NEW YORK TIMES EDITORIAL
November 16, 1993

To see a carriage horse marooned in New York City traffic is to see a
19th-century artifact cruelly transported into a 20th-century nightmare.

Sometimes the nightmare is fatal, or very nearly so. During the last
decade carriage horses have collapsed from heat exhaustion, stomach
cramps and leg cramps, and several have bolted. One was forced into an
intersection by a speeding limousine, broke a leg and had to be destroyed.

Without very strong regulation, this industry has little to recommend it.

It provides jobs for only a handful of people, and can snarl traffic and
sentence horses to years of hard labor among buses, cars, honking horns
and noisome exhausts.

That's why the City Council in 1989 wisely voted to put the horses out to pasture,
so to speak, by passing Local Law 89, which restricts the times and areas in which the carriages may operate.

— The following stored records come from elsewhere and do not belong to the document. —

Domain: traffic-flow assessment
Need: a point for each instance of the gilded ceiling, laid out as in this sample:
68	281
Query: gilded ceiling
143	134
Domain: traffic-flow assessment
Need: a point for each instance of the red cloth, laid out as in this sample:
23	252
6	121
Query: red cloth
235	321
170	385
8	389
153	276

Last year Mayor David Dinkins gave further valuable support to the law by
vetoing a Council bill that would have weakened those restrictions. And
surely those tourists for whom a ride in a horse-drawn carriage is a
vital part of a holiday in New York would agree that a peaceful trip
through Central Park is far more pleasant than a noisy stop-and-start
down Fifth Avenue.

Today, however, Councilman Noach Dear will introduce a bill that increases
the animals' workweek from 56 to 70 hours, abolishes most of the safety and humane provisions of Local Law 89 -- and returns horse-drawn carriages once
more to heavy traffic.

Imagine them in Central Park during rush hours, at Madison Square Garden, on West 57th Street and skirting the theater district in the evening -- all of which Mr. Dear's bill allows -- and you are imagining the same sad scenarios that tortured
New Yorkers just a few years ago.

City Council Speaker Peter Vallone has pushed through an extension for
Local Law 89, which was to expire this month, until the end of the year.
That would give those on both sides of the argument, he says, time to
study the law and see how it can be improved. Mr. Dear's initiative is
clearly not an improvement.

All New Yorkers who have winced at the sight of a carriage horse trembling
in traffic will wish a quick death for this unwelcome bill.